Si tratta di uno studio retrospettivo che ha selezionato pazienti con arcata mascellare contratta, con o senza crossbite, sottoposti a protocollo di espansione dal 2007 al 2017. Criteri di inclusione sono stati: dentizione mista con completa eruzione dei primi molari permanenti, disponibilità di radiografie panoramiche pretrattamento, assenza di carie o patologie pulpari sui decidui di ancoraggio.
Il campione finale consisteva in 92 soggetti (54 femmine e 38 maschi) di età media 8.4 ± 1.1 anni.
Gli espansori utilizzati sono stati Hyrax o Haas, ancorati su denti decidui.
Il protocollo di espansione utilizzato è stato semi-rapido (0.2mm/giorno), con un’espansione finale media di 8.0 ± 1.6 mm.
La fase di espansione attiva è stata seguita da un periodo di contenzione di almeno 6 mesi (definito individualmente), in cui l’espansore è stato lasciato in bocca come retainer.
Sull’Ortopantomografia iniziale è stata valutata la posizione della cuspide del secondo premolare mascellare rispetto alla linea passante per la metà della camera pulpare del primo molare permanente (HPC line: Half Pulp Chamber line). Questa linea è stata definita come esattamente equidistante tra una linea passante per il tetto e una linea passante per il pavimento della camera pulpare (vedi immagine).
La posizione della punta della cuspide del premolare è stata valutata come apicale rispetto alla linea HPC oppure come a contatto/passante tale linea.

 

RISULTATI

La durata media di trattamento è stata di 11.2 ± 2.5 mesi. Il trattamento è stato considerato non di successo in 6 pazienti, in quanto trattati per meno di 6 mesi.
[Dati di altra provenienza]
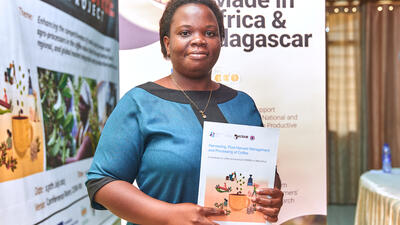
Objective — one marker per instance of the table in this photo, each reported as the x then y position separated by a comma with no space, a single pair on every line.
379,198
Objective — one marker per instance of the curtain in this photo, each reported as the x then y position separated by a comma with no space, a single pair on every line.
346,131
382,68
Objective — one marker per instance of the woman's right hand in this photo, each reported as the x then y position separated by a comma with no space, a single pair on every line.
190,214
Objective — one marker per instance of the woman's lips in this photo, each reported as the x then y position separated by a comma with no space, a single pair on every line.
197,55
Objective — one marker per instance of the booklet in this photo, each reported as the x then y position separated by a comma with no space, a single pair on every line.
236,160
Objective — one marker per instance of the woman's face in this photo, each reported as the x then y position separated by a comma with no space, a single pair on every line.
194,43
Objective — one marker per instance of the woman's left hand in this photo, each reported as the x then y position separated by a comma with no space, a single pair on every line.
269,206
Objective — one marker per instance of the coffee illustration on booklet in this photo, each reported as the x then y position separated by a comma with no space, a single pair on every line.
237,201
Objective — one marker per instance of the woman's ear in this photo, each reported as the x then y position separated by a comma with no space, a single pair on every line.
166,44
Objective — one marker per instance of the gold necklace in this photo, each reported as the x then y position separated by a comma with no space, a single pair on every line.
202,112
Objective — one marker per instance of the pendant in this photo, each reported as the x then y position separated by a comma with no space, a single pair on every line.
202,114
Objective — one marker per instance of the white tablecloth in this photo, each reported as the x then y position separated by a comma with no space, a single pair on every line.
379,198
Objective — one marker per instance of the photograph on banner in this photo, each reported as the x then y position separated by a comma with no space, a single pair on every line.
70,117
21,131
106,100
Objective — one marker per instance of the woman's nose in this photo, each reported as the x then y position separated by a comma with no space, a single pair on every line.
199,40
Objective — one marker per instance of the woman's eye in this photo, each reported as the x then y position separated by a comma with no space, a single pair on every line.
184,33
210,33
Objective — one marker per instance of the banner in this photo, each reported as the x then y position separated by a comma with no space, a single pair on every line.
59,83
275,52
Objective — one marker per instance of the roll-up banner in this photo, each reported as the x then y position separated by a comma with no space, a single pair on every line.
275,52
59,83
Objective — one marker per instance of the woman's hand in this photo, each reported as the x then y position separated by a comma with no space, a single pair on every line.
190,214
269,206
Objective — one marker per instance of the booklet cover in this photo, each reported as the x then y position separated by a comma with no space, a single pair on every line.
236,160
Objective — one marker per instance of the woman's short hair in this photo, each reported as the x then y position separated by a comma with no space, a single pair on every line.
173,5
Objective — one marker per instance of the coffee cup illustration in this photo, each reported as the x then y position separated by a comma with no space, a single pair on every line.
22,134
238,201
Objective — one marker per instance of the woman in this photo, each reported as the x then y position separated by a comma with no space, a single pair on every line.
154,133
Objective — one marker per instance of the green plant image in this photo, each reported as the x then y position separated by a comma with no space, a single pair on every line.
60,143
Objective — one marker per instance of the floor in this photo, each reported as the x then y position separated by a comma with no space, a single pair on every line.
341,214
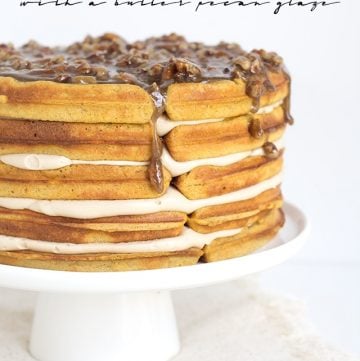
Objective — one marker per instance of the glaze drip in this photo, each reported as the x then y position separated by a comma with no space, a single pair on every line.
156,174
165,60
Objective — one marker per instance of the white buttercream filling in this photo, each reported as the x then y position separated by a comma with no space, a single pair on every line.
172,200
51,162
186,240
164,125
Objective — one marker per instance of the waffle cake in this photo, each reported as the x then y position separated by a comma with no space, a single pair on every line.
121,156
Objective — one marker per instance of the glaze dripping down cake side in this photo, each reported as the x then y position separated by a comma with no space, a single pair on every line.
119,156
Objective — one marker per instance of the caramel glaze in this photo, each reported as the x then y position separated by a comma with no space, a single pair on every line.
153,64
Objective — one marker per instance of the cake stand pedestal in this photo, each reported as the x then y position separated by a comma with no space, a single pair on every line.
129,316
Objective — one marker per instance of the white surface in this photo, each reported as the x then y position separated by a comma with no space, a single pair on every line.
230,322
128,327
329,291
290,239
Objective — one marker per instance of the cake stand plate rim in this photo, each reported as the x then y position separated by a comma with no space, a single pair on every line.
290,240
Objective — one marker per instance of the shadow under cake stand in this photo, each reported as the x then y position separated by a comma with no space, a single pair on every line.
129,316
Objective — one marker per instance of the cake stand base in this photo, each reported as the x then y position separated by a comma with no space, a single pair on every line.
98,327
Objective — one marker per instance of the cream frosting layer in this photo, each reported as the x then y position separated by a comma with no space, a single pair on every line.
186,240
172,200
164,125
50,162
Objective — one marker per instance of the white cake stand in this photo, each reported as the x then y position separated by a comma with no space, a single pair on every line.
128,316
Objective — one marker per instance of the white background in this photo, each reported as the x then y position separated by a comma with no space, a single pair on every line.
322,52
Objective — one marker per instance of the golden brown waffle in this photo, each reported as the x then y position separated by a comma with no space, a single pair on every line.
99,100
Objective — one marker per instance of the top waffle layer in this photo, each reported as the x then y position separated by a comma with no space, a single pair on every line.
200,81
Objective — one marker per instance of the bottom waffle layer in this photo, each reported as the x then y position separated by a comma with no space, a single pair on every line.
249,239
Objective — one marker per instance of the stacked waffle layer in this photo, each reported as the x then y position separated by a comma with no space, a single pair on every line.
118,156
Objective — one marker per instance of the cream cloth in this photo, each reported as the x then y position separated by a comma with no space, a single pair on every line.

Degli 86 soggetti considerati, in 16 di essi si è verificata l’esfoliazione dei decidui di ancoraggio (uno solo nell’11.6%, entrambi nel 7.0%).

La frequenza di esfoliazione non è risultata significativa né tra i due sessi, né tra i due tipi di espansore utilizzati.

Un’evidente aumento dell’incidenza di esfoliazione è stato riscontrato durante il periodo di contenzione. Di tutti i denti considerati, il 2.8% è esfoliato a 7 mesi di follow-up, il 6.1% a 10 mesi, il 13.9% a 13 mesi, il 15% a 16 mesi.

L’unico parametro che è risultato associato in maniera significativa all’esfoliazione del deciduo è stata la posizione iniziale della cuspide del premolare rispetto alla linea HPC. Quando la cuspide di almeno uno dei due premolari toccava o oltrepassava la HPC line, la probabilità di perdita dell’espansore per esfoliazione del dente di ancoraggio aumentava di 6.1 volte rispetto ai casi in cui la cuspide era più apicale rispetto a tale linea.

In particolare, dei 27 decidui andati incontro ad esfoliazione, 19 (70%) avevano il premolare corrispondente che toccava o oltrepassava la HPC line.

Per questi denti, il tempo medio di sopravvivenza è risultato essere di 12.8 mesi.

 

CONCLUSIONI

  • Il presente studio non ha evidenziato correlazioni tra l’esfoliazione dei decidui usati come ancoraggio per un espansore palatale e fattori quali sesso, età di inizio del trattamento, presenza/assenza di crossbite, durata del trattamento, tipo di espansore utilizzato (Haas o Hyrax).
  • L’unico parametro che è risultato associato in maniera significativa all’esfoliazione dei decidui è stata la posizione della cuspide del premolare in formazione rispetto alla linea HPC. In particolare, se la posizione iniziale della cuspide è apicale rispetto alla HPC line, la probabilità di non perdere il dente di ancoraggio durante il trattamento sarà del 94.1%. Quando, invece, la cuspide tocca o oltrepassa tale linea, la probabilità di perdere il dente di ancoraggio sarà del 43.1%.
  • Gli Autori concludono che: quando la cuspide del premolare è apicale rispetto alla HPC line, il deciduo corrispondente potrebbe essere usato come ancoraggio durante i successivi 16 mesi, con buona probabilità che non venga perso (94.1%). Al contrario, quando il premolare tocca o oltrepassa la HPC line, il tasso di sopravvivenza è di 13 mesi circa.